The CMAGR is a live-fire training range that is essential for developing and maintaining the readiness of Marine Corps and Navy aviators. The range is also vital for training select Marine Corps and Navy land combat forces; including Naval Special Warfare (NSW) forces.
The CMAGR consists of about 459,000 acres of Sonoran Desert terrain punctuated by angular mountains and broad plains in Imperial and Riverside counties, California. Roughly 50 percent of the CMAGR (228,465 acres) is comprised of withdrawn land that is administered by the Bureau of Land Management (BLM). Nearly all of the remaining CMAGR land (229,903 acres) is administered by the Department of the Navy (DoN). BLM and DoN land is distributed in a pattern that closely resembles a checkerboard where the management of every other section (640 acres or 1 square mile) is alternately the responsibility of either the BLM or DoN. About 162 acres of land administered by the Bureau of Reclamation is also located in the CMAGR. The withdrawn land is reserved for military use for 20 years by the California Military Lands Withdrawal and Overflight Act of 1994 (Withdrawal Act). The current CMAGR land withdrawal will expire in 2014, but the DoN has a continuing military need for the range and has initiated the processes required to request Congress to renew the land withdrawal.
In accordance with the Withdrawal Act of 1994, the DoN has prepared a Draft Legislative Environmental Impact Statement (LEIS) that addresses the purpose and need to continue the land withdrawal for the CMAGR. The Draft LEIS also assesses alternatives for realigning the range boundary, determining the duration for the continuing withdrawal, and assigning DoN and BLM jurisdictions and management responsibilities for land in the range. In addition to an alternative that would retain the current range boundary, the Draft LEIS also assesses alternatives that would release land north of the Bradshaw Trail and south of the Niland-Blythe Road that is no longer needed for military purposes and that would generally align the boundary with the Bradshaw Trail and/or a segment of the Union Pacific Railroad.

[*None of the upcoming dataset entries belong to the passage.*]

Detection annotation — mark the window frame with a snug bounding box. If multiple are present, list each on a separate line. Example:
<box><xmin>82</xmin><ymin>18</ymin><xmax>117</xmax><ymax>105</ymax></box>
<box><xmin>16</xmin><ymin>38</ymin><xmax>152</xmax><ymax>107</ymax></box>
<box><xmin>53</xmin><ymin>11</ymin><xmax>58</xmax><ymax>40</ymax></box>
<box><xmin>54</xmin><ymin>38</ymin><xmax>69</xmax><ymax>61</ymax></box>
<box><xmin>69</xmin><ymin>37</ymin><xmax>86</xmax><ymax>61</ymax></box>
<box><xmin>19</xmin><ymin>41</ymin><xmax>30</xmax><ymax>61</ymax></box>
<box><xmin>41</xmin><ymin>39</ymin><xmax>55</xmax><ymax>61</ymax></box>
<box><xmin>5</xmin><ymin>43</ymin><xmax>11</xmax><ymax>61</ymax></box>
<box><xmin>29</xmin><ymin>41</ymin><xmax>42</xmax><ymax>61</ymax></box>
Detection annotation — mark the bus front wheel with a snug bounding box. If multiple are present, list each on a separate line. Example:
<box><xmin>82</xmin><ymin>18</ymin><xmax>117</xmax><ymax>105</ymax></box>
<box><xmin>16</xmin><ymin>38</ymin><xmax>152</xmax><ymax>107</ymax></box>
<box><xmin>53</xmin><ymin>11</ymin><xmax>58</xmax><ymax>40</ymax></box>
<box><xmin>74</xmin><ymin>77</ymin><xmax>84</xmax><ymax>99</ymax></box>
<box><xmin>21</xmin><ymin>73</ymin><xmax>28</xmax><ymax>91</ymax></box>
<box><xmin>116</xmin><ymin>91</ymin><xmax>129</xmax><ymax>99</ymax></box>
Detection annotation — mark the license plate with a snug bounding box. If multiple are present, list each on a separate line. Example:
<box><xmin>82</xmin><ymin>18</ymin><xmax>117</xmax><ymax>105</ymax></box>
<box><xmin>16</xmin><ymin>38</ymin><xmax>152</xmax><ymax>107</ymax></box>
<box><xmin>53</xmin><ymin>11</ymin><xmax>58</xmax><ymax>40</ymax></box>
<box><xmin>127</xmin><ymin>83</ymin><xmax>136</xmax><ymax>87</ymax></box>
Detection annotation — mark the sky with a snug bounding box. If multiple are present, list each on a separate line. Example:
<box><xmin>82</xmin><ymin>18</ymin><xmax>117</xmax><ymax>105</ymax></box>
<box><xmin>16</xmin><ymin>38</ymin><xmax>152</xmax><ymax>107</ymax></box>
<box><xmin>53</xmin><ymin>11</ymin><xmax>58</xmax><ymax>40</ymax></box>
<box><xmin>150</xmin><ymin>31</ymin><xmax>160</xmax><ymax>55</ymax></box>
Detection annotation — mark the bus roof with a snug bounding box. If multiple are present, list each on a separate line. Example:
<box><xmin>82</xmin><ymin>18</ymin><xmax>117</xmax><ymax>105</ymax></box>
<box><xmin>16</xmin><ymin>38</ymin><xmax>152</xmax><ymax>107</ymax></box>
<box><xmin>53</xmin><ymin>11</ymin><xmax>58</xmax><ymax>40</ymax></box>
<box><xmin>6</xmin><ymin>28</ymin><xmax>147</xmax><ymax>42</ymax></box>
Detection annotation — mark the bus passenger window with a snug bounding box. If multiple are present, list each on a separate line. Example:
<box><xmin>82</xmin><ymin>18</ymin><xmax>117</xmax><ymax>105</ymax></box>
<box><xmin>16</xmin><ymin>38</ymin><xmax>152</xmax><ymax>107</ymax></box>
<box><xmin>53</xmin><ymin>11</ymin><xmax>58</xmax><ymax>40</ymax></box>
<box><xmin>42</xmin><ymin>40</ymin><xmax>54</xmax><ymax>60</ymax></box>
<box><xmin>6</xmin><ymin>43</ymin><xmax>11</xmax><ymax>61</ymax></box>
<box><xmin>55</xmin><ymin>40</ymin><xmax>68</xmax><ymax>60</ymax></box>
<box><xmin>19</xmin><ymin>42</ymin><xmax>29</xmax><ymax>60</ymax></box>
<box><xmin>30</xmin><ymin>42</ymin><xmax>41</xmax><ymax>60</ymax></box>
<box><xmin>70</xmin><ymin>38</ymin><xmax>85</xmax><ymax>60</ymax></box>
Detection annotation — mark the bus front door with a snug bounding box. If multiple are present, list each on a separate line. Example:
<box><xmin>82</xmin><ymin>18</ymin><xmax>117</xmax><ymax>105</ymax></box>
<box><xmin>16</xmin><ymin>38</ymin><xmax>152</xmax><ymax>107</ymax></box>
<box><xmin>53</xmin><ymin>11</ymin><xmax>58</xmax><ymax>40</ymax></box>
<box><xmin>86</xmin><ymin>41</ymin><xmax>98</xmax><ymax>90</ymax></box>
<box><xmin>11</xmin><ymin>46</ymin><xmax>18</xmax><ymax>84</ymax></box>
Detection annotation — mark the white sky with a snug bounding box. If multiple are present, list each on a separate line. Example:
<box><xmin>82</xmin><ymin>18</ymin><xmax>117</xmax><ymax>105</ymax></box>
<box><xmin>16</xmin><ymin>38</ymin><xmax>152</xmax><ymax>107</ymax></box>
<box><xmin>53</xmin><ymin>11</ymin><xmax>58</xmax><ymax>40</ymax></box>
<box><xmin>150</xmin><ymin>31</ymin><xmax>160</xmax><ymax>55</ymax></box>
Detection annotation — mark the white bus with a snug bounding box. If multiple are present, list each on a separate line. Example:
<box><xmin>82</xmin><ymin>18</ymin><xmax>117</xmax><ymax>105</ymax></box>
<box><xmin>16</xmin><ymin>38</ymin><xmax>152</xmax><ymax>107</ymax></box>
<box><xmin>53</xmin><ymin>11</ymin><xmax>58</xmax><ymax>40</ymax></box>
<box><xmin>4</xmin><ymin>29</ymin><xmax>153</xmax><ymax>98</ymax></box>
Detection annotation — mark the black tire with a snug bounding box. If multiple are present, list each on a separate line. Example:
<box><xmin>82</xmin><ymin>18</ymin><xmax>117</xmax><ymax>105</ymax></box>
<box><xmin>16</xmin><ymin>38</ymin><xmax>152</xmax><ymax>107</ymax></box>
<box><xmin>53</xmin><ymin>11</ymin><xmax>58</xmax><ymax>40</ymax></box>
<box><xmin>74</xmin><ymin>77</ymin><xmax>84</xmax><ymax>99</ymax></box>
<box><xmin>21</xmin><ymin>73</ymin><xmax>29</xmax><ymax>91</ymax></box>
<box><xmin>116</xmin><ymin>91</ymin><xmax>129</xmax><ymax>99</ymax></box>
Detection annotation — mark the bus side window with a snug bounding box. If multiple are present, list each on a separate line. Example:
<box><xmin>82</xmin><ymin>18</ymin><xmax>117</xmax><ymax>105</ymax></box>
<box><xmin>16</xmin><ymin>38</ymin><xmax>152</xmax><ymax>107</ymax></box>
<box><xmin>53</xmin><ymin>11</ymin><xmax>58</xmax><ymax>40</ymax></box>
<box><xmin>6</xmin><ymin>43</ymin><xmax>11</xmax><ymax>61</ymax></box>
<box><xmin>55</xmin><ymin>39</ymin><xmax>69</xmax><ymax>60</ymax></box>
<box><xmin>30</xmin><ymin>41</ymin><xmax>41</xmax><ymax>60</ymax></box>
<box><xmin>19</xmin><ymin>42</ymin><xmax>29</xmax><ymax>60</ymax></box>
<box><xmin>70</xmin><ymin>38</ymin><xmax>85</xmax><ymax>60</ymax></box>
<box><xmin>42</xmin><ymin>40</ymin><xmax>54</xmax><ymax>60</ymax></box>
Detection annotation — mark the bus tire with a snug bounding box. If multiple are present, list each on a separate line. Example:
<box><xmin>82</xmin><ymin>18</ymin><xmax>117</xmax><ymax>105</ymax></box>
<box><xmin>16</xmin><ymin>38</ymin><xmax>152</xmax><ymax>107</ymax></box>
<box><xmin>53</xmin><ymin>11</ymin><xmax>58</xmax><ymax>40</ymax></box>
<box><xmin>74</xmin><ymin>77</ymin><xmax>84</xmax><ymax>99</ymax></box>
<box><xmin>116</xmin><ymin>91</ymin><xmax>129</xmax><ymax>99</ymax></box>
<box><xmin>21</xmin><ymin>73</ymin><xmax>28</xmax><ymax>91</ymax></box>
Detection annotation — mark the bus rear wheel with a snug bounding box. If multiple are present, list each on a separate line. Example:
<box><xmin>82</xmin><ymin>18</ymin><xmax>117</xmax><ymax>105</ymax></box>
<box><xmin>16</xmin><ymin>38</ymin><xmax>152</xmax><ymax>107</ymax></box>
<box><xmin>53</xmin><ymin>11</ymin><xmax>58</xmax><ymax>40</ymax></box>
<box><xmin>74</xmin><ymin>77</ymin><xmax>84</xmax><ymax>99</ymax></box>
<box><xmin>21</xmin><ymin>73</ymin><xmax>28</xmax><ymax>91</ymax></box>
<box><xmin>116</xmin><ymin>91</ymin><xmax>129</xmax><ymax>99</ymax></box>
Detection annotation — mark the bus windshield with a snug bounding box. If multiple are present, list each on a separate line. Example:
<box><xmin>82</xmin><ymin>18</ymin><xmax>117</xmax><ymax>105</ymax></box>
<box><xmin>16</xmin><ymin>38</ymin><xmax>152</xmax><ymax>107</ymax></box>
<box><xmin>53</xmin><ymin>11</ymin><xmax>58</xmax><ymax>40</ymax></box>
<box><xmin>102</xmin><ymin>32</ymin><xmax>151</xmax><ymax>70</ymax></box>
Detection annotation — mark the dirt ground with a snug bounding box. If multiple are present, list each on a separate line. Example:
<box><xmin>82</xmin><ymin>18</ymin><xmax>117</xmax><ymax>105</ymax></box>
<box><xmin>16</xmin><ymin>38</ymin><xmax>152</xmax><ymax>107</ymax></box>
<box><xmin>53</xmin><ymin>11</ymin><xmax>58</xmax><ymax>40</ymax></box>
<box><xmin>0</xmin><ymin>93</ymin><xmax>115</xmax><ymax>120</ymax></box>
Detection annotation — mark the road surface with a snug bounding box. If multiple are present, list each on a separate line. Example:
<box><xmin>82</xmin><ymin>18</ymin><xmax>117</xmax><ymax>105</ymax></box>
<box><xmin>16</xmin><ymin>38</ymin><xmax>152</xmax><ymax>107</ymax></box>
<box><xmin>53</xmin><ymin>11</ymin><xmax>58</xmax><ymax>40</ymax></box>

The Withdrawal Act of 1994 assigns management responsibility for the withdrawn land in the CMAGR to the BLM, but leaves responsibility for managing the DoN land to that Department. The DoN conducts its environmental stewardship responsibilities in accordance with the Sikes Act while the BLM conducts its responsibilities in accordance with Federal Land Policy and Management Act (FLPMA). As a result of these provisions, the checkerboard land jurisdiction pattern, and important differences in Sikes Act and FLPMA guidance, land management at the range is complicated. To some degree, land management at the range also is encumbered by overlaps, redundancies, and gaps between BLM and DoN responsibilities. The Draft LEIS provides three alternatives for assigning BLM and DoN management responsibilities. One of these alternatives would continue the existing split between BLM and DoN responsibilities, but the other two would each consolidate and simplify the land management situation at the CMAGR by assigning all management responsibility to the DoN and relieving the BLM of a continuing active roll for the withdrawn land. One of these two alternatives would transfer management responsibility for the withdrawn BLM land to the DoN for the duration of the land withdrawal. The DoN would manage the entire range in accordance with the Sikes Act. The second alternative would transfer jurisdiction for the BLM land to the DoN. The transfer of jurisdiction would not be limited to a predetermined duration of 20 or 25 years, but rather would remain in effect until such time that the need for the range may end and it is deactivated and closed. Consolidating jurisdiction for all of the DoN and BLM land in the CMAGR with the DoN would also have the effect of making the DoN responsible for managing all land within the range in accordance with the Sikes Act.